Monday, August 18, 2008

ReCAPTCHA Helps Decipher OCR Text

From the "Nice to Know" department:

You may have heard of "reCAPTCHA," which is a variant of CAPTCHA (Completely Automated Public Turing test to tell Computers and Humans Apart), i.e. requests to enter the characters of a distorted word before permitting access to a Website or submission of an order, thus confirming that the data was entered by a person and not a bot or machine, and thereby stopping scammers and spammers exploiting the Websites to send out illegal e-mails or harvest addresses.

It is estimated that CAPTCHA schemes are used about 100 million times every day.

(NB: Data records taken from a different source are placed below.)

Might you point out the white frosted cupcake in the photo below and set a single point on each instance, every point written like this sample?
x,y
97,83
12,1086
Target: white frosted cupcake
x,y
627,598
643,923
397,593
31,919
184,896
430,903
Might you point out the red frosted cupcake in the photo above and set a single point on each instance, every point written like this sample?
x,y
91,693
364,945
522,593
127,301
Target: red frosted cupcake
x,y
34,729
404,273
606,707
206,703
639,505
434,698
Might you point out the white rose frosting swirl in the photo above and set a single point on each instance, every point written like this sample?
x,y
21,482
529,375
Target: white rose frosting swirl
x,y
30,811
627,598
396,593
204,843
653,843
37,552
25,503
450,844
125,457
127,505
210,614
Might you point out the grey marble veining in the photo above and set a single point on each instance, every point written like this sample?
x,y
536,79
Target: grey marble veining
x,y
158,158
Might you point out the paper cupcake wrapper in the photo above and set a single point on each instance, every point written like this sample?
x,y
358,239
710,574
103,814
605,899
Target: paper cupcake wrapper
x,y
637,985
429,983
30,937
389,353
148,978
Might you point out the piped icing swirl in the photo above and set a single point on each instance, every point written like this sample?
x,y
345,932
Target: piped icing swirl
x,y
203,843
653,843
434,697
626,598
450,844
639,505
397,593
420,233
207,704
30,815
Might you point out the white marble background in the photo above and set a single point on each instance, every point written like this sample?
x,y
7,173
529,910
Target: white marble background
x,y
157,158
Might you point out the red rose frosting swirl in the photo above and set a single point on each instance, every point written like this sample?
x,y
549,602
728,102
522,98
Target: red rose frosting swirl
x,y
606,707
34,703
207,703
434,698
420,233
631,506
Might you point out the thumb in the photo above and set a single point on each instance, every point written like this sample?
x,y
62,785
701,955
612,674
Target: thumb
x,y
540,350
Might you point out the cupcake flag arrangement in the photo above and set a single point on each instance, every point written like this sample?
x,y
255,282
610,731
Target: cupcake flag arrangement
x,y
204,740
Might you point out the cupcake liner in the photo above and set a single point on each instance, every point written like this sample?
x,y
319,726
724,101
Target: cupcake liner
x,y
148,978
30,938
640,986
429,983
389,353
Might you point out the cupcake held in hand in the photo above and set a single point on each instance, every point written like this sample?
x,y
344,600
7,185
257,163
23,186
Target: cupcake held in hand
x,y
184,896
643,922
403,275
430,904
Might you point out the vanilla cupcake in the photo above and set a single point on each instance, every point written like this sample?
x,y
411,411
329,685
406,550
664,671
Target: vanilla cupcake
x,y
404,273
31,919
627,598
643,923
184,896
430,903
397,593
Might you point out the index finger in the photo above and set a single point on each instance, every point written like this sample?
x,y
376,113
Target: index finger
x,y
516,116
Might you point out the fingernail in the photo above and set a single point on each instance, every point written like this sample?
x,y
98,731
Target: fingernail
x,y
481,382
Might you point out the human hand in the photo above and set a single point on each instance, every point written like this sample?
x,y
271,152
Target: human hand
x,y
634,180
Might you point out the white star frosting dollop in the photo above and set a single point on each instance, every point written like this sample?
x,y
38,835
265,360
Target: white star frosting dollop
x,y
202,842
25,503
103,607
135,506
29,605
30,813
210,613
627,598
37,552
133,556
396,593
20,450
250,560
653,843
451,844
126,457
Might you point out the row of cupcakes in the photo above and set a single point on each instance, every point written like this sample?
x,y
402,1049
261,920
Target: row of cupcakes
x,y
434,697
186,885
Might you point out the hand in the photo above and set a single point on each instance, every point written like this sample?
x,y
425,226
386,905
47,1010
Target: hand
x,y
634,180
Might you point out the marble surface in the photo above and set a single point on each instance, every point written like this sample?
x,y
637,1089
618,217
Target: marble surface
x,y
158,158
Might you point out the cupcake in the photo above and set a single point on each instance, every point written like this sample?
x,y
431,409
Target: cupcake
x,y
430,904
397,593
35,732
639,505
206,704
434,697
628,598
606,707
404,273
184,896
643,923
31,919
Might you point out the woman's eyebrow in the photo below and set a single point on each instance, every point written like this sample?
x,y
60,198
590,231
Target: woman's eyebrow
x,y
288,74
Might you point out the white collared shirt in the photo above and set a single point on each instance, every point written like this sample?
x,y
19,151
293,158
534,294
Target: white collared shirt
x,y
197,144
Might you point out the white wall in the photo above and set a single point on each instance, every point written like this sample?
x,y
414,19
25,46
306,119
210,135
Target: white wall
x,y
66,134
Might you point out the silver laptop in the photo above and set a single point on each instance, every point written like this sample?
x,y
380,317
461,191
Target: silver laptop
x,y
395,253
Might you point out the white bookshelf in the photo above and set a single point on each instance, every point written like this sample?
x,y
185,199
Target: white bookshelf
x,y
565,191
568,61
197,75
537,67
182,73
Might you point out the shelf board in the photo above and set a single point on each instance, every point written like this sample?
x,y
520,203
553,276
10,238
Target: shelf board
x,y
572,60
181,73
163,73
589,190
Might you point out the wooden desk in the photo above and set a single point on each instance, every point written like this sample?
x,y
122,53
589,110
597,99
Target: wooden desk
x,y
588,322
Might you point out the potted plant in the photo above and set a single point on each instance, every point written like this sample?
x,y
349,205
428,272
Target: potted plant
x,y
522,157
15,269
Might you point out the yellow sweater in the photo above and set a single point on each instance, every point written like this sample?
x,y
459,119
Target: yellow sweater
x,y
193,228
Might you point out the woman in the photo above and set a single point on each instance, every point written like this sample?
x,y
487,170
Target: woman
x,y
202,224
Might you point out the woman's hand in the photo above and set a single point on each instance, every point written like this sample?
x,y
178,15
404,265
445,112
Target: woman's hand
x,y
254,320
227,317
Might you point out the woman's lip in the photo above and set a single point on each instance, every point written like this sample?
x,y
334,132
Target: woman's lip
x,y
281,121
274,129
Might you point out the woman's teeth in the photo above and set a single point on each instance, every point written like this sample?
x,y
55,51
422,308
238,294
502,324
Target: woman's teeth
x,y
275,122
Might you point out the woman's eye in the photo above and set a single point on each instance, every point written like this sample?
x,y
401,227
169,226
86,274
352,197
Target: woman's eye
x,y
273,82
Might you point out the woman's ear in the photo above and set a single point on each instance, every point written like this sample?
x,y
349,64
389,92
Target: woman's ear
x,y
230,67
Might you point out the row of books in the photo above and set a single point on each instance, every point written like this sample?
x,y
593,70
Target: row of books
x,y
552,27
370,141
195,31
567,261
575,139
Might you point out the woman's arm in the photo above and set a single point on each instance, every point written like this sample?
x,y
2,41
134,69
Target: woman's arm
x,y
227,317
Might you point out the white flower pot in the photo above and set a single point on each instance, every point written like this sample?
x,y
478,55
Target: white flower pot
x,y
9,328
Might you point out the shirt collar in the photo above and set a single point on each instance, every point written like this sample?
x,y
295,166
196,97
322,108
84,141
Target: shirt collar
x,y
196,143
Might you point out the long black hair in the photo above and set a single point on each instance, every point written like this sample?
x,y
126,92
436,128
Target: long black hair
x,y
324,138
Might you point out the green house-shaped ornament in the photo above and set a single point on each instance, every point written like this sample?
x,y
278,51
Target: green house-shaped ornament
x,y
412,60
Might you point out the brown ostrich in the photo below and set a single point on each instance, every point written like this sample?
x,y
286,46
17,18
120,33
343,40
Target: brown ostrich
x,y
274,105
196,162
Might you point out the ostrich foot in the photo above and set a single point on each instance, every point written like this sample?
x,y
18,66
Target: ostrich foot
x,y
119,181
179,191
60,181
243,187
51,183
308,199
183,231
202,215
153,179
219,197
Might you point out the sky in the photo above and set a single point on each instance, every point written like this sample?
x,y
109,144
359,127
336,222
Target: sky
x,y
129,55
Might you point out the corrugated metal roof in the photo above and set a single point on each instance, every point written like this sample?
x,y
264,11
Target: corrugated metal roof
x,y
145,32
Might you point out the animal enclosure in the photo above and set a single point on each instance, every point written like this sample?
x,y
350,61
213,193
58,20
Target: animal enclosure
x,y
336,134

reCAPTCHA is often used to decipher words that were not correctly read by OCR programs. In fact, the BBC reports that reCAPTCHA, created by Luis von Ahn at Carnegie Mellon University in Pittsburgh, farms out work to about 40,000 sites and now collects about four million responses every day. In the last year it has helped resolve more than 440 million words and has just helped to complete the conversion of the entire archive of the New York Times from 1908 into digital form.

So may not be participating in SETI, the global computer network in the Search for ExtraTerrestrial Intelligence, or any other globally distributed computer efforts, but you almost surely have helped at some point complete the work of digitizing the New York Times!